Brasilia -- A joint campaign by the United Nations Environment Programme (UNEP) and partners to reduce food waste has received the backing of Brazil's most popular football team.
Banners promoting the Think.Eat.Save - Reduce Your Foodprint campaign accompanied players from Flamengo FC as they arrived on the pitch for a match with Sao Paolo-based team Portuguesa last week.
Think.Eat.Save is a worldwide campaign promoted by the UNEP, the Food and Agriculture Organization of the UN (FAO), and other partners to encourage consumers and retailers to take action to reduce the 1.3 billion tons of food wasted and lost worldwide each year.
Flamengo is one of the most popular football teams in the world, and boasts over 35 million supporters in Brazil alone. More than 17,000 fans were in the stadium to watch the match with Portuguesa, which ended in a 1-1 draw.
The Brazilian National League match took place in Brasília at the Mane Garrincha National Stadium, which is among the arenas built for the 2014 FIFA World Cup.

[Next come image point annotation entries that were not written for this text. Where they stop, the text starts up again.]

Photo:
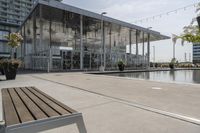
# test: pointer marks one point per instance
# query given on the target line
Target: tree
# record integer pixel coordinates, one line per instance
(191, 33)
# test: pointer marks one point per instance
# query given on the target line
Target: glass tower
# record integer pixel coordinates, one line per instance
(196, 53)
(12, 14)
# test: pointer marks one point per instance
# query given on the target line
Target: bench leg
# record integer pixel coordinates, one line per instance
(2, 127)
(81, 126)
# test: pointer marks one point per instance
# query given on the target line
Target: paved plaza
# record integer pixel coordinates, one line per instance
(120, 105)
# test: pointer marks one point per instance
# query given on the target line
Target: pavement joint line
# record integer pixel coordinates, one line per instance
(96, 105)
(136, 105)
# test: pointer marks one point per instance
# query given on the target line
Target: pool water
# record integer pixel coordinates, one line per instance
(188, 76)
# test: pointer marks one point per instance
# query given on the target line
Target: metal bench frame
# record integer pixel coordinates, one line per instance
(45, 124)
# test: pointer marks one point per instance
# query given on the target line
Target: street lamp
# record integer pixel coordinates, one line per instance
(102, 67)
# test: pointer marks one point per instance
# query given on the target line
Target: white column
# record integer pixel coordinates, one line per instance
(81, 41)
(148, 50)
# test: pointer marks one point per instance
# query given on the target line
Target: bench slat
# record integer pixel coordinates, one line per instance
(49, 111)
(56, 101)
(34, 109)
(56, 107)
(9, 110)
(23, 112)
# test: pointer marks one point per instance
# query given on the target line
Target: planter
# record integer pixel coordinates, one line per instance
(10, 68)
(10, 73)
(121, 67)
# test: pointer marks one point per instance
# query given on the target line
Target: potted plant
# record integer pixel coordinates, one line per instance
(10, 66)
(121, 65)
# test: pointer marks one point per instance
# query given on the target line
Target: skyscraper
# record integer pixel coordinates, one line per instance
(12, 14)
(196, 53)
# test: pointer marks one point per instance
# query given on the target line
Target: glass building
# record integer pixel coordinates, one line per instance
(59, 37)
(196, 53)
(12, 14)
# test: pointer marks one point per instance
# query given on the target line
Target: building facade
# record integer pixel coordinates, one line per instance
(59, 37)
(196, 53)
(12, 14)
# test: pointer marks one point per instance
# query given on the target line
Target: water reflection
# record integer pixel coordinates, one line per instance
(189, 76)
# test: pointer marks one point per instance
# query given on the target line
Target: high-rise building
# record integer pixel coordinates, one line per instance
(196, 53)
(12, 14)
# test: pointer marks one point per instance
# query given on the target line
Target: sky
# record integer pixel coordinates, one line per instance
(132, 10)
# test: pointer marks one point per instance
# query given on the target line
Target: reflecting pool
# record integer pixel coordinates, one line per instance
(188, 76)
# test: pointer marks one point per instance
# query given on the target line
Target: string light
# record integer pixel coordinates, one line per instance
(166, 13)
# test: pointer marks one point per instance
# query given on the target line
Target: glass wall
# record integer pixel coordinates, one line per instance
(54, 38)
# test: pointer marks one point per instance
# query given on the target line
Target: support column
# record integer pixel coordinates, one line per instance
(130, 41)
(34, 32)
(143, 44)
(81, 41)
(143, 56)
(136, 38)
(104, 49)
(148, 50)
(50, 47)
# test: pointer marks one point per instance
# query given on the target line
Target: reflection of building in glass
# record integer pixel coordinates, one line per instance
(196, 53)
(62, 37)
(12, 14)
(196, 77)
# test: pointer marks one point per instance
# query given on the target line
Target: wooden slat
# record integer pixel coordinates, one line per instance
(33, 108)
(53, 105)
(10, 113)
(55, 101)
(23, 112)
(48, 111)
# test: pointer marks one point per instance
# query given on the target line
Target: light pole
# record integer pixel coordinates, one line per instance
(102, 67)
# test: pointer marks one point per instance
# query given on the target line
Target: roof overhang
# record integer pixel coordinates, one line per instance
(87, 13)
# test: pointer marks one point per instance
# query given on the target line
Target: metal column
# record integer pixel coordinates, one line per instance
(136, 38)
(130, 41)
(143, 44)
(148, 50)
(81, 41)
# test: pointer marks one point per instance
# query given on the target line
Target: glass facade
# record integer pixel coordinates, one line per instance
(196, 53)
(56, 39)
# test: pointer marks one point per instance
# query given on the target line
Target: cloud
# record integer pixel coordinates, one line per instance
(131, 10)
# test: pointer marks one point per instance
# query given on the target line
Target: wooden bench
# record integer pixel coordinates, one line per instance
(29, 110)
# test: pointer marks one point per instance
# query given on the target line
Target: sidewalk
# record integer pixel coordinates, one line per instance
(96, 97)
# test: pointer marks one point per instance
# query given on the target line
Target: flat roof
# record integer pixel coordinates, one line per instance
(87, 13)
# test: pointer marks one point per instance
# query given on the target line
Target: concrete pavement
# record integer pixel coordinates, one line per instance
(106, 102)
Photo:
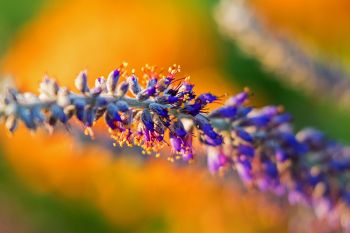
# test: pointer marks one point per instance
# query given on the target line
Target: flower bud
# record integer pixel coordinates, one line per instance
(101, 83)
(81, 82)
(63, 97)
(134, 84)
(112, 81)
(11, 123)
(123, 89)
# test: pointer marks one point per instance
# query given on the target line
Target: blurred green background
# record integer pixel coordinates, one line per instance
(24, 210)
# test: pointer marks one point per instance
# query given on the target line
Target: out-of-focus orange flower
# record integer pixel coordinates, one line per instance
(319, 23)
(98, 35)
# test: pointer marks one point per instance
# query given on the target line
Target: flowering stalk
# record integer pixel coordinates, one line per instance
(258, 143)
(293, 64)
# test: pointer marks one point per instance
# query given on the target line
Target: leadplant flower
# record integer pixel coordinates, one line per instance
(158, 110)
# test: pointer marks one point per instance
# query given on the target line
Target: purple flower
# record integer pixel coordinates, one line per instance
(159, 109)
(147, 120)
(224, 112)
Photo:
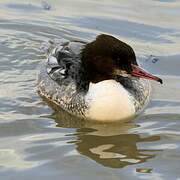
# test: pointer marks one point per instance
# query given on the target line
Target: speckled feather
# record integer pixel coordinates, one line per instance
(61, 80)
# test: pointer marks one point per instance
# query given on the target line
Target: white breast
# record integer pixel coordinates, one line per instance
(109, 101)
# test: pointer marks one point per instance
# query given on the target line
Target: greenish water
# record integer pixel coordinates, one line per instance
(37, 142)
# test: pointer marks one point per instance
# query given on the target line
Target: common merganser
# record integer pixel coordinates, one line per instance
(100, 80)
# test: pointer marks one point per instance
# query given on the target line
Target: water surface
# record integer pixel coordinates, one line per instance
(37, 141)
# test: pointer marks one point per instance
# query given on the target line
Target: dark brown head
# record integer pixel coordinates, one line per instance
(107, 57)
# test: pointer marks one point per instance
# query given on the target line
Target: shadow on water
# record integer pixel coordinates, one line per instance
(109, 144)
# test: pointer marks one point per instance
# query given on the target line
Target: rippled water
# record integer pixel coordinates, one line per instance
(36, 141)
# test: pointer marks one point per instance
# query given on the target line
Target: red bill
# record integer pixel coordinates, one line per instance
(138, 72)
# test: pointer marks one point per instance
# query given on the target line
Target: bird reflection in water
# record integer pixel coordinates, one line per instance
(111, 145)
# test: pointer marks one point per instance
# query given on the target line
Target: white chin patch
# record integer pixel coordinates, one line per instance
(109, 101)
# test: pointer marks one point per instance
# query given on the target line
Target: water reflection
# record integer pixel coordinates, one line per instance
(111, 145)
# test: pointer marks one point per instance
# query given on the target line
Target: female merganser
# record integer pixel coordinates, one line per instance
(100, 80)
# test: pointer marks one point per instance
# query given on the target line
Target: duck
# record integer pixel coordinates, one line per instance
(99, 80)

The stadium boasts a number of sustainable features, including installed solar panels to meet electricity needs, and a rain water collection system to irrigate the pitch. Last July, the arena was assessed by the Leadership in Energy and Environmental Design (LEED) certificate, offered by the U.S. Green Building Council for sustainable constructions.
UNEP continues to support the Brazilian government in other greening efforts in the run-up to next year's FIFA World Cup. A sustainable procurement initiative is in place to ensure that large-scale purchases are as resource-efficient as possible, and that sustainable consumption and production practices are followed. A new version of UNEP's Green Passport - which provides participants and visitors at major sporting events with advice on local sustainable tourism - will also be released in Brazil in time for the World Cup.
Among other upcoming activities, the Think.Eat.Save - Reduce Your Foodprint campaign is set to feature at the Milan Expo 2015 under the theme 'Feeding the Planet, Energy for Life'.